1903: Does Pain Sensitization by Pressure Pain Thresholds and Temporal Summation Predict Persistent Pain in Persons with Hand OA?

Pernille Steen Pettersen¹, Tuhina Neogi², Elisabeth Mulrooney¹, Marthe Gløersen¹, Hilde Berner Hammer³ and Ida K. Haugen¹, ¹Center for treatment of Rheumatic and Musculoskeletal Diseases (REMEDY), Diakonhjemmet Hospital, Oslo, Norway, Oslo, Norway, ²Boston University School of Medicine, Boston, MA, ³Diakonhjemmet hospital, Jar, Norway

Background/Purpose: Pain sensitization is part of the complexity of osteoarthritis (OA) pain. We aimed to examine whether pain sensitization by pressure pain thresholds (PPT) and temporal summation (TS) predicts persistent pain in hand OA.

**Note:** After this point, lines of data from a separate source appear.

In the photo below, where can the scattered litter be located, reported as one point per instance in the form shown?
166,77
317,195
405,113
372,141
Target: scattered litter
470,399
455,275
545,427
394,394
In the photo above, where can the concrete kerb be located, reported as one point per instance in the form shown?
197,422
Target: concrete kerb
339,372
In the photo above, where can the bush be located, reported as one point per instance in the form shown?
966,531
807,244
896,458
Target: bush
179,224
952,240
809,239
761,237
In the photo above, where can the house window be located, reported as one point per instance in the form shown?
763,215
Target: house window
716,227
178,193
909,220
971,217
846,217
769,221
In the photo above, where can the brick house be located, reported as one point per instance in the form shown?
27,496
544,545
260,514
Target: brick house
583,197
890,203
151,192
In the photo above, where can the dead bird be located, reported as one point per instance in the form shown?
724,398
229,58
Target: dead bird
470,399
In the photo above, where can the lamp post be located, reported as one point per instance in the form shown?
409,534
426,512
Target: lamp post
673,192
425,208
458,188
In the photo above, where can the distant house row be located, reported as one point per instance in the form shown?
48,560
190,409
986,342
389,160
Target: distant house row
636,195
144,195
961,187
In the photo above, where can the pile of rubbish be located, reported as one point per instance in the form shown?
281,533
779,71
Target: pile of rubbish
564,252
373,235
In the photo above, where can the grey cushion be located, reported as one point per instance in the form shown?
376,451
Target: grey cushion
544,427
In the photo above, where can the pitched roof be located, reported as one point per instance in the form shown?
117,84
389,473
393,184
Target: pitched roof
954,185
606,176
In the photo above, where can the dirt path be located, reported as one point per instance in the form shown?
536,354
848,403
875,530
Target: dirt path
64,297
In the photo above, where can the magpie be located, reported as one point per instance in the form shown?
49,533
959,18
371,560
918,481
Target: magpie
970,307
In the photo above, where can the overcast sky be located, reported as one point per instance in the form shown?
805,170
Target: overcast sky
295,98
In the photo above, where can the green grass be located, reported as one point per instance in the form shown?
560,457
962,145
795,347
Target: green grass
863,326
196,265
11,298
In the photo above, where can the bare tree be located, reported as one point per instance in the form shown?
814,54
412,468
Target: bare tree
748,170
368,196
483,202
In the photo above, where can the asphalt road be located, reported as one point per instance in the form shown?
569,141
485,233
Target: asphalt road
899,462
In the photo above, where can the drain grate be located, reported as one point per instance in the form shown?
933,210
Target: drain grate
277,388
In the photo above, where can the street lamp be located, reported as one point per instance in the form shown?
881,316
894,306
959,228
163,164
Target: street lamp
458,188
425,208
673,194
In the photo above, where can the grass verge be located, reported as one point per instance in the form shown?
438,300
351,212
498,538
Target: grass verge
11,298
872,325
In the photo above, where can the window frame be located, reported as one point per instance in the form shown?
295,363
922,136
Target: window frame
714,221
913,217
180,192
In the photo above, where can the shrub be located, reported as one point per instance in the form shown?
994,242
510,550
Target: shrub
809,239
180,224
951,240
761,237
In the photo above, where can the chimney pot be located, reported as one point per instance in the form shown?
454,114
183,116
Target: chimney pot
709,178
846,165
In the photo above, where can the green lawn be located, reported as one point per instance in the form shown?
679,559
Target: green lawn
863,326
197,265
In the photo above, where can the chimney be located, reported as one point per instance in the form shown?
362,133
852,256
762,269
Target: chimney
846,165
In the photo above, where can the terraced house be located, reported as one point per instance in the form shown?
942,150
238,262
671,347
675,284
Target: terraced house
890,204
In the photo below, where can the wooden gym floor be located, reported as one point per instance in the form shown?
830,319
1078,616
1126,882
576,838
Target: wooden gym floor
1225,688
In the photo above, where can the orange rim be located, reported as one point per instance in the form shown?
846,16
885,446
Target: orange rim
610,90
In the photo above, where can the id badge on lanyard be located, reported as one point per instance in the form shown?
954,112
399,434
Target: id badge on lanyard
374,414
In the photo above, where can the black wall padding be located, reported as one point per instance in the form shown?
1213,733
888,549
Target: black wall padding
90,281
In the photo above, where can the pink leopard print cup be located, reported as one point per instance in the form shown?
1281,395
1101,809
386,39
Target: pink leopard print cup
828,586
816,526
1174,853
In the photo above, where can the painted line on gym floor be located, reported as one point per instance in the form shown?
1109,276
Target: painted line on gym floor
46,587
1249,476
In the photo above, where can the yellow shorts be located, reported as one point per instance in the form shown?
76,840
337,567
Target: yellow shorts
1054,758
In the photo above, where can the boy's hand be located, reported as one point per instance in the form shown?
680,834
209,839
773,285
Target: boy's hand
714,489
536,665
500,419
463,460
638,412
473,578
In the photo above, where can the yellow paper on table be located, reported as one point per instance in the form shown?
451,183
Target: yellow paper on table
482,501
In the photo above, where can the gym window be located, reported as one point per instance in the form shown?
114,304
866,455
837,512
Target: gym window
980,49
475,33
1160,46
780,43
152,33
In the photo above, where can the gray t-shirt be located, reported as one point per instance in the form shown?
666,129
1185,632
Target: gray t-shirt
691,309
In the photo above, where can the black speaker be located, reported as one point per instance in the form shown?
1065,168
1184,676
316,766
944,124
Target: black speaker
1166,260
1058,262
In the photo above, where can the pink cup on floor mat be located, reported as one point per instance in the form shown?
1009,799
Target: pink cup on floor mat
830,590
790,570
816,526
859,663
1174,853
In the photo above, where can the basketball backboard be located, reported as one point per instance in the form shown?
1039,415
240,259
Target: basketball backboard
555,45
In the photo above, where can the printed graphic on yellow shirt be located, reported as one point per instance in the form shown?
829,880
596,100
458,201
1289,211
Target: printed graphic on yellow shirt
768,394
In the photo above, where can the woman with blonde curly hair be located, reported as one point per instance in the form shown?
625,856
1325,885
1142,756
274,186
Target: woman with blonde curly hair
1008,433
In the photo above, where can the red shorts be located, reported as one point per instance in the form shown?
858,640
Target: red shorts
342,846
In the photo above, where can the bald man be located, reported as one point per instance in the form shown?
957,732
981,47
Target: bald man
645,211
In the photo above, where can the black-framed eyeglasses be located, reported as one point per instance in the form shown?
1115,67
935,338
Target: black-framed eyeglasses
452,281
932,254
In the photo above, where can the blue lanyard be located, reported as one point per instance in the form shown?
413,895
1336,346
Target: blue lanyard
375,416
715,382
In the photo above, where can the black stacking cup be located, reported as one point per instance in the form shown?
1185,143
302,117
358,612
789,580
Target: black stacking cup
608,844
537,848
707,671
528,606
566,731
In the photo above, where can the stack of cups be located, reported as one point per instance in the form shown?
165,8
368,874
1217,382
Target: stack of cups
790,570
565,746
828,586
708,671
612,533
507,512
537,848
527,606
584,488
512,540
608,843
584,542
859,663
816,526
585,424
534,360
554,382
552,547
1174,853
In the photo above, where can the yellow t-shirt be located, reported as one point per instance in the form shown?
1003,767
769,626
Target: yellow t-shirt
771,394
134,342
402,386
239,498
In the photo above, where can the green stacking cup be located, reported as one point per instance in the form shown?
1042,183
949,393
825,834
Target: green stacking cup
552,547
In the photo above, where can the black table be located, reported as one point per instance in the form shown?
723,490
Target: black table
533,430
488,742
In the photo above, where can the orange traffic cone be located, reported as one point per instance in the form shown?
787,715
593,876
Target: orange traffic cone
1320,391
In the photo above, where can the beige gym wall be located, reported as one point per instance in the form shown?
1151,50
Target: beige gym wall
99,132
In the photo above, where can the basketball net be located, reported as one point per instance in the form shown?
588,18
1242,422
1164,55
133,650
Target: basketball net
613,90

Methods: In these analyses we used longitudinal data from the Nor-Hand study. PPT was measured at baseline at a painful and nonpainful finger joint, at the left radioulnar joint and mid-portions of the trapezius and tibialis anterior muscle with an algometer (Wagner FPIX25); lower PPTs indicate more pain sensitization. TS was tested with a weighted punctuate probe that was applied 10 times at the radioulnar joint at a rate of 1Hz. Participants rated the pain from the 1st, 5th and 10th touch on a Numeric Rating Scale (NRS, range 0-10). TS was defined as increase of 2 points on the NRS during the test. PPTs distant from pathology and TS are considered to reflect central sensitization, while local PPTs at sites of pathology reflect peripheral sensitization. NRS of hand pain the last 24 hours and the Australian/Canadian Osteoarthritis Hand Index (AUSCAN) pain subscale (range 0-20) was collected at baseline and at 3-4 year follow-up. We defined persistent hand pain as present if the participant reported hand pain at or above the level of patient acceptable symptom score (PASS) for NRS (PASS=4) or AUSCAN pain (PASS=10) at both baseline and follow-up for the NRS and AUSCAN pain respectively. We analyzed the relation of sex specific PPT tertiles and TS to persistent pain using logistic regression. Analyses were adjusted for potential confounders, including sex, baseline age, BMI, Kellgren Lawrence sum score of radiographic severity (range 0-128) and use of analgesics at baseline and follow-up.

Results: A total of 205 persons (86% women) with median age of 61 years (IQR 48-70) were included, of whom 189 (95%) fulfilled the ACR criteria for hand OA. Mean (SD) PPT values were; painful fingerjoint 3.9 (1.9), nonpainful finger joint 5.0 (2.2), radioulnar joint 4.4 (2.0), trapezius 4.4 (2.0) and tibialis anterior 5.5 (2.7). A third (28%) of the participants had persistent NRS pain and 24% had persistent AUSCAN pain after a follow-up of mean 3.5 (range 2.8-4.9) years.

There was an overall trend for participants in the lowest sex-specific tertiles of PPT to be more likely to have persistent NRS hand pain than those in the highest sex-specific tertiles, but none were statistically significant (Table). In contrast, those in the lowest tertile for PPT at the trapezius had higher likelihood of persistent AUSCAN pain compared to those in the highest tertile; no other PPT measures were significantly associated with persistent AUSCAN pain (Table). There were also trends of TS being associated persistent NRS and AUSCAN pain, but none reached statistical significance (Table).

Conclusion: In persons with hand OA, central sensitization reflected by low PPTs at the trapezius was associated with persistent AUSCAN pain, and there was a trend for low PPTs and presence of TS being associated with a higher likelihood of persistent NRS hand pain. Our results are the first to demonstrate a longitudinal association of central sensitization and chronic pain in hand OA. They highlight the potential for targeting these pathways in the management of hand OA symptoms.
Table. The predictive effect of pain sensitization on persistent moderate to severe hand pain measured by the Numeric Rating Scale of hand pain and the Australian/Canadian Osteoarthritis hand Index (AUSCAN pain) in the Nor-Hand study
Disclosures: P. Steen Pettersen, None; T. Neogi, Novartis, Pfizer/Lilly, Regeneron; E. Mulrooney, None; M. Gløersen, None; H. Hammer, None; I. Haugen, None.